Emma Wallis – Published on : 2019/06/26 – By InfoMigrants
Many refugees and asylum seekers can face discrimination, even on arrival in Europe. For members of the LGBTQI+ community, the threat of violence and discrimination can be even more pronounced. That’s why a project in Greece has been working to create a safe place for LGBTQI+ people in the heart of Athens.
“Right here is where my long journey ended,” says Joseph Baruku staring out at the grey winter waves of the Mediterranean on a seaweed strewn Athens shoreline. Joseph is originally from Uganda. He came via Kenya and Egypt to Greece to escape the discrimination he faced at home. However, Europe was not really his target. “I thought Europe was one country,” he explains.
In Kenya, Joseph experienced similar prejudices towards gay people that he had faced in Uganda, and so he went to Egypt.
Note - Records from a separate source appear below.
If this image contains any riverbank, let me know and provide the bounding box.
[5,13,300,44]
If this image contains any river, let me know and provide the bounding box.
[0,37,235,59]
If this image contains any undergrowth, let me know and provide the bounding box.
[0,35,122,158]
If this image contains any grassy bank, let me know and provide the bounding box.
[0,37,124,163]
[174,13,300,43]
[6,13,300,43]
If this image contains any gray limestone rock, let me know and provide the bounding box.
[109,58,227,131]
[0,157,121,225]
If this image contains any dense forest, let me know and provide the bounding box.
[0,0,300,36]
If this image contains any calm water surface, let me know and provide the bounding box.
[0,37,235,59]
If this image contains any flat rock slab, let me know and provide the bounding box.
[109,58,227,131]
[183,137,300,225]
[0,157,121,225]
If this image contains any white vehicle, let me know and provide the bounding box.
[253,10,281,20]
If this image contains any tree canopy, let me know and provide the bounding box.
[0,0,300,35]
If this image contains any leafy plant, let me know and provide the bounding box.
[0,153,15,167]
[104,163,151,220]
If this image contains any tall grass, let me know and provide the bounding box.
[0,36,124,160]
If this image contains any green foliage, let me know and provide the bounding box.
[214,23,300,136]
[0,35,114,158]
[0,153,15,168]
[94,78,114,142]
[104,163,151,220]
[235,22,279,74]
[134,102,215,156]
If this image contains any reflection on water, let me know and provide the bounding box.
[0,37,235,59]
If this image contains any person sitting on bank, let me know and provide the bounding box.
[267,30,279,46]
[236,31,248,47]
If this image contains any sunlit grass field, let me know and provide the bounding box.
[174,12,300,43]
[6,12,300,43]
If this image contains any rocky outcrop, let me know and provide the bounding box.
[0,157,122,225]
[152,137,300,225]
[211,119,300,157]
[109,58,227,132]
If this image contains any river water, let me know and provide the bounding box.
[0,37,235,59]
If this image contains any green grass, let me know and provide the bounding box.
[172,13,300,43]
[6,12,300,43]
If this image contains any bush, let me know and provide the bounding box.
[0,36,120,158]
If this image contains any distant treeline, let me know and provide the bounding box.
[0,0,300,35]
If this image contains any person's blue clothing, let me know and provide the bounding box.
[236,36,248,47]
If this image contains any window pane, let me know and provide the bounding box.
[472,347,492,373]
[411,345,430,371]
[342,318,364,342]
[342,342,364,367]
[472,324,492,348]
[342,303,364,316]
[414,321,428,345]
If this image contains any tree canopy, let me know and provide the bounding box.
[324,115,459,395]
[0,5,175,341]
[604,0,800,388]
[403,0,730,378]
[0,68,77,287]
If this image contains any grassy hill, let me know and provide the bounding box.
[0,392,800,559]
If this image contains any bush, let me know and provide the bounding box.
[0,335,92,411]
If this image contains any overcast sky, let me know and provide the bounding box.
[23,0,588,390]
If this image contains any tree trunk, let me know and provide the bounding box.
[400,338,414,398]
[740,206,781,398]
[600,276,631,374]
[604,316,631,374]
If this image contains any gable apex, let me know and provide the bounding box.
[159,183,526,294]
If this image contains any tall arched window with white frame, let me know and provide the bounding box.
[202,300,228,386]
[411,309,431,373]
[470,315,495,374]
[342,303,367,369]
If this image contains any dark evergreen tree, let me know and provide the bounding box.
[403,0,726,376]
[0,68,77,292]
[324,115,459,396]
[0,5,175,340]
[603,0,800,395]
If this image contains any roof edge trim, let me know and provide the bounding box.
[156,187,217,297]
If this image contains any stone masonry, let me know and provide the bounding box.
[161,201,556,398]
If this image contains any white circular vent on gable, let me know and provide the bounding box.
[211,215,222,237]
There, it seems it was a chance meeting with a group of Eritreans which led him to Europe via a container ship to Turkey, he thinks, although he’s hazy on the details of his journey. “I had to cross this deadly sea which has claimed so many people,” he says quietly looking down at the debris gathered on the beach, children’s shoes, rubber boots, lifejackets and old tyres.
Joseph is speaking in a video for his project in Athens, “Athens Housing Collective”, which is a collaboration between him and Safe Place International, a US registered non-profit organization which “seeks to empower refugees, immigrants, single mothers, LGBT+ and other marginalized communities develop and implement projects which benefit their communities.”